Dynamic Programming w/ 1D array USACO Training: Subset Sums

1.1k views Asked by At

While working through the USACO Training problems, I found out about Dynamic Programming. The first training problem that deals with this concept is a problem called Subset Sums.

The Problem Statement Follows:


For many sets of consecutive integers from 1 through N (1 <= N <= 39), one can partition the set into two sets whose sums are identical. For example, if N=3, one can partition the set {1, 2, 3} in one way so that the sums of both subsets are identical:

{3} and {1,2}

This counts as a single partitioning (i.e., reversing the order counts as the same partitioning and thus does not increase the count of partitions). If N=7, there are four ways to partition the set {1, 2, 3, ... 7} so that each partition has the same sum:

{1,6,7} and {2,3,4,5}

{2,5,7} and {1,3,4,6}

{3,4,7} and {1,2,5,6}

{1,2,4,7} and {3,5,6}

Given N, your program should print the number of ways a set containing the integers from 1 through N can be partitioned into two sets whose sums are identical. Print 0 if there are no such ways. Your program must calculate the answer, not look it up from a table.

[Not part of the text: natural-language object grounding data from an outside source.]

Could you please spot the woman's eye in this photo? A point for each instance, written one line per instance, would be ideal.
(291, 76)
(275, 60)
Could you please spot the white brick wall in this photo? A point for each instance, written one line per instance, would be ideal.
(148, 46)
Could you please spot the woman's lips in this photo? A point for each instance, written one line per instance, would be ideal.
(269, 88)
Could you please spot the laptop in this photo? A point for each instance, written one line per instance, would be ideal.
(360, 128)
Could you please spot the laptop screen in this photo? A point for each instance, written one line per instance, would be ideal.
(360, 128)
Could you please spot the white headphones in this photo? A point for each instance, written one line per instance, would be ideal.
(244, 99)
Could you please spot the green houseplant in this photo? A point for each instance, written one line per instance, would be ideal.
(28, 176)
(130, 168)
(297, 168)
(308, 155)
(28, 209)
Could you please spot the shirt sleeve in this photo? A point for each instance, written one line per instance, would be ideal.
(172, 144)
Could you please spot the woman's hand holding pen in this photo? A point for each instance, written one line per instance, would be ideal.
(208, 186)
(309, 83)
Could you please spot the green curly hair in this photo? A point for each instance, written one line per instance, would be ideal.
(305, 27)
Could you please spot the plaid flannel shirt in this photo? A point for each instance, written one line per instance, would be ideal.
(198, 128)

INPUT FORMAT The input file contains a single line with a single integer representing N, as above.

SAMPLE INPUT (file subset.in) 7

OUTPUT FORMAT The output file contains a single line with a single integer that tells how many same-sum partitions can be made from the set {1, 2, ..., N}. The output file should contain 0 if there are no ways to make a same-sum partition. SAMPLE OUTPUT (file subset.out) 4


After much reading, I found an algorithm that was explained to be a variation of the 0/1 knapsack problem. I implemented it in my code, and I solved the problem. However, I have no idea how my code works or what is going on.

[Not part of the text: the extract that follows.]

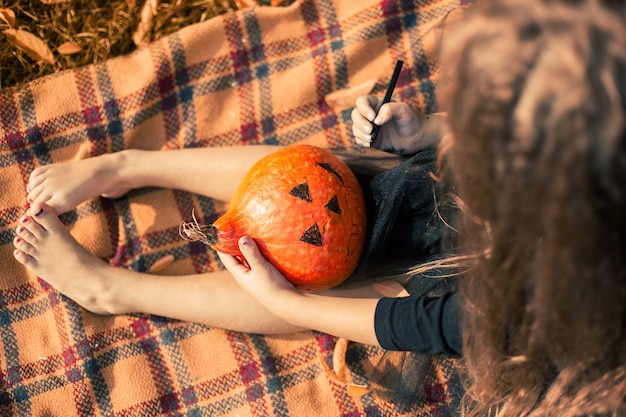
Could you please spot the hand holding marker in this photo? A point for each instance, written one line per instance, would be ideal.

*Main Question: I was wondering if someone could explain to me how the knapsack algorithm works, and how my program could possibly be implementing this in my code?

My code:

 #include <iostream>
 #include <fstream>
 using namespace std;
 int main()
 {
      ifstream fin("subset.in");
      ofstream fout("subset.out");
      long long num=0, ways[800]={0};
      ways[0]=1;
      cin >> num;

      if(((num*(num+1))/2)%2 == 1)
      {
           fout << "0" << endl;
           return 0;
      }
      //THIS IS THE BLOCK OF CODE THAT IS SUPPOSED TO BE DERIVED FROM THE 
      //   O/1 KNAPSACK PROBLEM
      for (int i = 1; i <= num; i++) 
      {
           for (int j = (num*(num+1))/2 - i; j >= 0; --j) 
           {
                ways[j + i] += ways[j];
           }
      }
      fout << ways[(num*(num+1))/2/2]/2 << endl;
      return 0;
 }

*note: Just to emphasize, this code does work, I just would like an explanation why it works. Thanks :)

1

There are 1 answers

0
MBo On BEST ANSWER

I wonder why numerous sources could not help you.

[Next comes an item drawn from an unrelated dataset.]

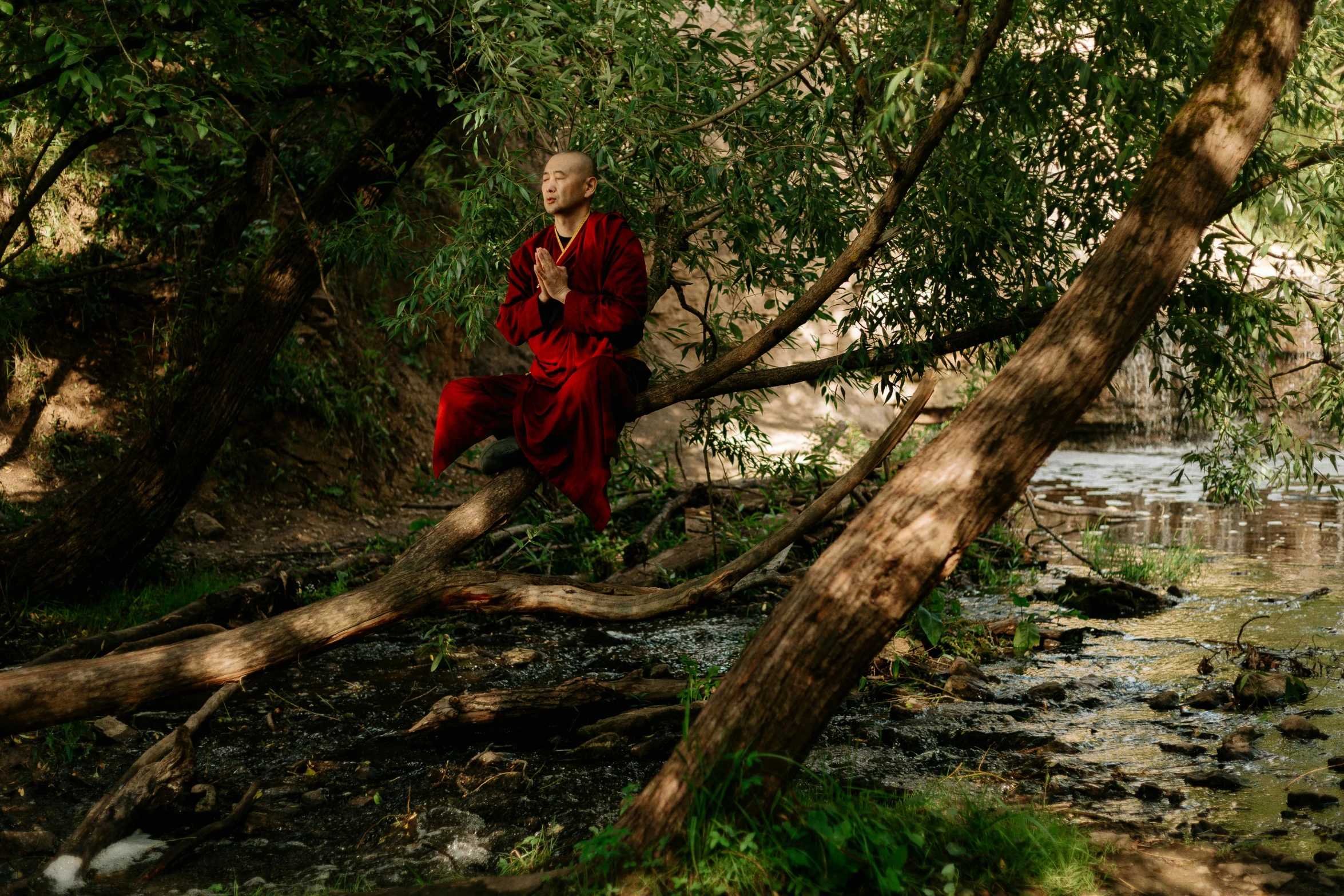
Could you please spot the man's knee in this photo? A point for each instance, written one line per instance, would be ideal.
(596, 371)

Trying one more time with my ugly English:

ways[0]=1;

there is a single way to make empty sum

num*(num+1))/2

this is MaxSum - sum of all numbers in range 1..num (sum of arithmetic progression)

if(((num*(num+1))/2)%2 == 1)

there is no chance to divide odd value into two equal parts

for (int i = 1; i <= num; i++)

for every number in range

for (int j = (num*(num+1))/2 - i; j >= 0; --j) ways[j + i] += ways[j];

sum j + i might be built using sum j and item with value i.

For example, consider that you want make sum 15.
At the first step of outer cycle you are using number 1, and there is ways[14] variants to make this sum.
At the second step of outer cycle you are using number 2, and there is ways[13] new variants to make this sum, you have to add these new variants.
At the third step of outer cycle you are using number 3, and there is ways[12] new variants to make this sum, you have to add these new variants.

ways[(num*(num+1))/2/2]/2

output number of ways to make MaxSum/2, and divide by two to exclude symmetric variants ([1,4]+[2,3]/[2,3]+[1,4])

Question for self-thinking: why inner cycle goes in reverse direction?